The petition has been brought because Tottenham claim that Edennote owes them pounds 430,000, which were the costs they incurred as a result of Edennote's unsuccessful action to have Venables restored as the club's chief executive last summer. A court will rule next week exactly how much Edennote has to pay Spurs.
If Edennote is wound up, Tottenham's lawyers, Herbert Smith, are to press for two mortgages guaranteeing debts totalling pounds 1.66m granted last August by Edennote to Venables and to his lawyers, Kanter Jules Grangewood, to be struck off.
Herbert Smith will claim that these were unfair preferences granted by Edennote as they mean that Venables and his lawyers would be paid before other creditors if Edennote was wound up. Venables is one of only two remaining directors of Edennote. The other is his wife, Yvette.

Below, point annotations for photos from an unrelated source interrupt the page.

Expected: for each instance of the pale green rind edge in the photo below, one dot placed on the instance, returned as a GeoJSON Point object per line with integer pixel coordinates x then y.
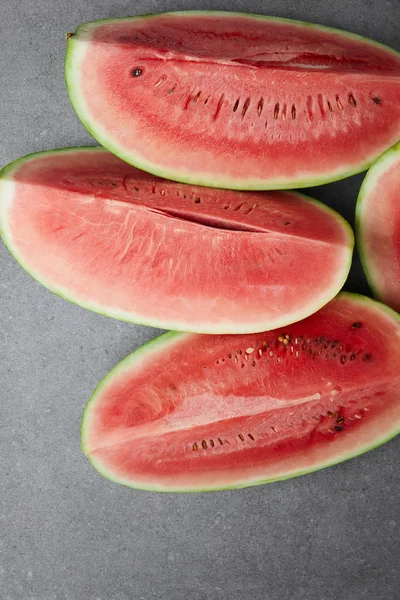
{"type": "Point", "coordinates": [340, 277]}
{"type": "Point", "coordinates": [77, 100]}
{"type": "Point", "coordinates": [173, 337]}
{"type": "Point", "coordinates": [388, 158]}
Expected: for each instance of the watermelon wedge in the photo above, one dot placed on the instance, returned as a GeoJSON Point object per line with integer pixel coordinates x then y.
{"type": "Point", "coordinates": [189, 412]}
{"type": "Point", "coordinates": [235, 101]}
{"type": "Point", "coordinates": [129, 245]}
{"type": "Point", "coordinates": [378, 227]}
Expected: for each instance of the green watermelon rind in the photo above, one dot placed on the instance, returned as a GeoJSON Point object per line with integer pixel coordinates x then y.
{"type": "Point", "coordinates": [7, 175]}
{"type": "Point", "coordinates": [77, 100]}
{"type": "Point", "coordinates": [169, 338]}
{"type": "Point", "coordinates": [388, 158]}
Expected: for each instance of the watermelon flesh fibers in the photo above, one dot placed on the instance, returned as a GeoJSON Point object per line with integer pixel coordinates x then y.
{"type": "Point", "coordinates": [232, 100]}
{"type": "Point", "coordinates": [189, 412]}
{"type": "Point", "coordinates": [132, 246]}
{"type": "Point", "coordinates": [378, 226]}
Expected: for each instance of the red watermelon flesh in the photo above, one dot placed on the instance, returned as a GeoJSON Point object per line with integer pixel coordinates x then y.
{"type": "Point", "coordinates": [378, 225]}
{"type": "Point", "coordinates": [189, 412]}
{"type": "Point", "coordinates": [236, 101]}
{"type": "Point", "coordinates": [130, 245]}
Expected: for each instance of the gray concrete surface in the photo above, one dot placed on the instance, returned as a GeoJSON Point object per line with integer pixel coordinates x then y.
{"type": "Point", "coordinates": [68, 534]}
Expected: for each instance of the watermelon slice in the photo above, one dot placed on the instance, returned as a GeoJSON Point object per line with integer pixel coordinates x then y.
{"type": "Point", "coordinates": [126, 244]}
{"type": "Point", "coordinates": [378, 227]}
{"type": "Point", "coordinates": [189, 412]}
{"type": "Point", "coordinates": [235, 101]}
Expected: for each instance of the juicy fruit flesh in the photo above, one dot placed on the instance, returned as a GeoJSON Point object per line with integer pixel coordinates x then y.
{"type": "Point", "coordinates": [379, 224]}
{"type": "Point", "coordinates": [196, 412]}
{"type": "Point", "coordinates": [117, 240]}
{"type": "Point", "coordinates": [227, 100]}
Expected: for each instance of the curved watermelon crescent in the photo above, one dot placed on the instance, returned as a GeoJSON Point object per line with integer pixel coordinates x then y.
{"type": "Point", "coordinates": [75, 55]}
{"type": "Point", "coordinates": [6, 177]}
{"type": "Point", "coordinates": [169, 338]}
{"type": "Point", "coordinates": [386, 160]}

The winding up of Edennote could increase the chances of Venables being disqualified as a director of limited companies. Such a move could conceivably make it difficult for him to perform the tasks of England manager. The Football Association still seems likely to offer Venables the post, although an announcement has been delayed.

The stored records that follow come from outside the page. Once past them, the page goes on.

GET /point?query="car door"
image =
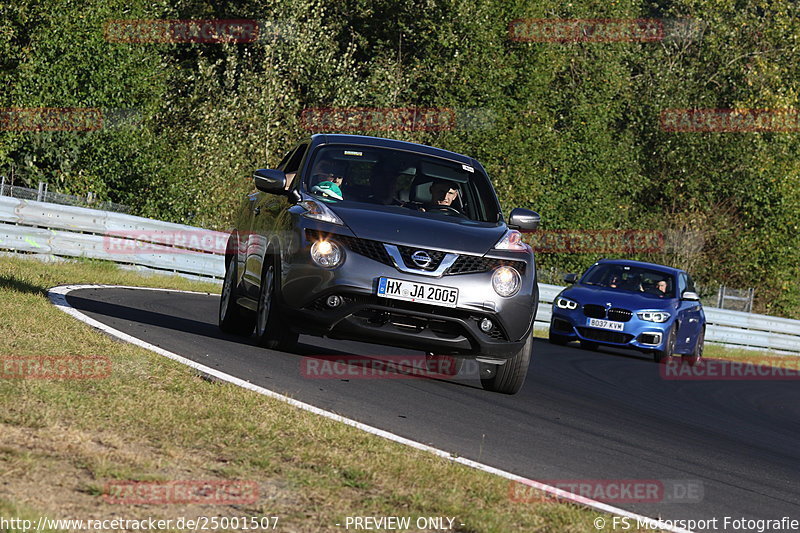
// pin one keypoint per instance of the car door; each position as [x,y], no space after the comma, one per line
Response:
[266,211]
[694,315]
[688,317]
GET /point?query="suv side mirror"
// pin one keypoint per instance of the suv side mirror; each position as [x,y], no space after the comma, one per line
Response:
[269,180]
[523,219]
[571,278]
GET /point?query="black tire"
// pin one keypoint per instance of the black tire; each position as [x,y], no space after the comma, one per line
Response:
[697,355]
[271,331]
[662,356]
[589,345]
[555,338]
[509,377]
[232,317]
[443,365]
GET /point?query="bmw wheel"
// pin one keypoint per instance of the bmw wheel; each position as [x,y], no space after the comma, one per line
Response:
[509,377]
[662,356]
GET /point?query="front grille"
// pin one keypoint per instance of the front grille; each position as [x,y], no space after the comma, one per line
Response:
[397,308]
[435,255]
[602,335]
[471,264]
[594,311]
[619,315]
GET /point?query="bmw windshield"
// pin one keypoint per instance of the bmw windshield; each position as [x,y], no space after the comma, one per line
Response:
[631,278]
[407,180]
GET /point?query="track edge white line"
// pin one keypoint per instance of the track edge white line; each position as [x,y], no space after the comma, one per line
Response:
[58,297]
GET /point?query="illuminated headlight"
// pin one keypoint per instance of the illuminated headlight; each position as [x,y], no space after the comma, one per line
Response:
[566,303]
[327,254]
[654,316]
[320,211]
[506,281]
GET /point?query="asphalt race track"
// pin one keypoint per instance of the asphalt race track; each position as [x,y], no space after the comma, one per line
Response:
[581,415]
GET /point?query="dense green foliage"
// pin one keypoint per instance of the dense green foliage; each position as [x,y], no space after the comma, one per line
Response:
[569,129]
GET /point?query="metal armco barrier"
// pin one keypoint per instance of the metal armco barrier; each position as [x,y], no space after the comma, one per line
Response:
[52,231]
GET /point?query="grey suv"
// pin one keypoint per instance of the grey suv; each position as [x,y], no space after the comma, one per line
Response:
[387,242]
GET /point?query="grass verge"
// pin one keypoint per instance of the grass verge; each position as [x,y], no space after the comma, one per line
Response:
[154,420]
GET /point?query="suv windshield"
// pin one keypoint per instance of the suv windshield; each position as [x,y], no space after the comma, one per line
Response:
[384,176]
[631,278]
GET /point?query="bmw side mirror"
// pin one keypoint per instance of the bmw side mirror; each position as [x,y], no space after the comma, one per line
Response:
[270,181]
[523,219]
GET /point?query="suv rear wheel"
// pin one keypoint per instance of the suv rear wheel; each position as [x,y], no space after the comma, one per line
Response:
[232,317]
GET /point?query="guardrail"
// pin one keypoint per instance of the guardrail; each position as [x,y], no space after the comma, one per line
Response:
[54,231]
[57,231]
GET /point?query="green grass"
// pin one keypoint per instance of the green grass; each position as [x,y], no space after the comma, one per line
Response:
[154,419]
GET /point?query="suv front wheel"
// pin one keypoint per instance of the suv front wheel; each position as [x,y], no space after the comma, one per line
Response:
[509,377]
[271,331]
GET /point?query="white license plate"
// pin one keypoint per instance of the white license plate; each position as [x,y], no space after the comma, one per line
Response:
[606,324]
[411,291]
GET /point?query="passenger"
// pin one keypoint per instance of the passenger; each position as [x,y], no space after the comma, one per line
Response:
[443,193]
[327,170]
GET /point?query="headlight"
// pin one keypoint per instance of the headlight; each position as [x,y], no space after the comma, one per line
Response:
[327,254]
[512,240]
[320,211]
[566,303]
[653,316]
[506,281]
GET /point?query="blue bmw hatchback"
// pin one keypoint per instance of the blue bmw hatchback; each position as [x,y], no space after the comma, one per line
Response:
[631,304]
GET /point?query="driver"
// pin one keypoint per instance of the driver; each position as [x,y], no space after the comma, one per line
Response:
[443,193]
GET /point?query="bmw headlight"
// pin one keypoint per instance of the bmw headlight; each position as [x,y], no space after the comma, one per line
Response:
[566,303]
[506,281]
[511,240]
[653,316]
[327,254]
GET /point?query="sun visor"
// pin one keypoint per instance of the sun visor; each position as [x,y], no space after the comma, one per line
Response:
[444,172]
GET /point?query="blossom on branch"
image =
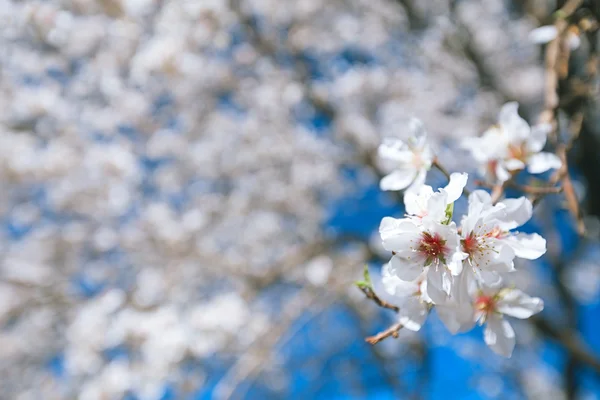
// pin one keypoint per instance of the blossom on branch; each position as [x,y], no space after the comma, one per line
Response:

The FA is a limited company and the Insolvency Act states that a disqualified director cannot 'in any way be involved directly or indirectly in the promotion, formation or management of a company' and defines management as 'having influence over the internal or external affairs of the company'. In that situation, the FA may have to ask the court for a ruling on whether Venables' duties as England manager would breach the law.
Liquidators to another group of which Venables was a director are to look into an unusual transaction by which Edennote borrowed pounds 1m from Landhurst Leasing, a financial group now in receivership and the subject of a Serious Fraud Office enquiry. The loan was raised on the security of only pounds 87,420 of assets owned by a third company, Tranatlantic Inns, of which Venables had been a director. Transatlantic Inns collapsed last year.
Recallcity, another company of which Venables was a director, was wound up last month. A third company, Scribes West, which owns the Kensington bar managed by Venables and his wife, was saved from a winding-up petition yesterday in a last-minute deal with a creditor owed pounds 130,000.
The liquidators of companies which collapse are required by law to make a report to the Department of Trade and Industry into the conduct of the directors and management of a company. If they believe the directors have acted incorrectly, they can recommend disqualification.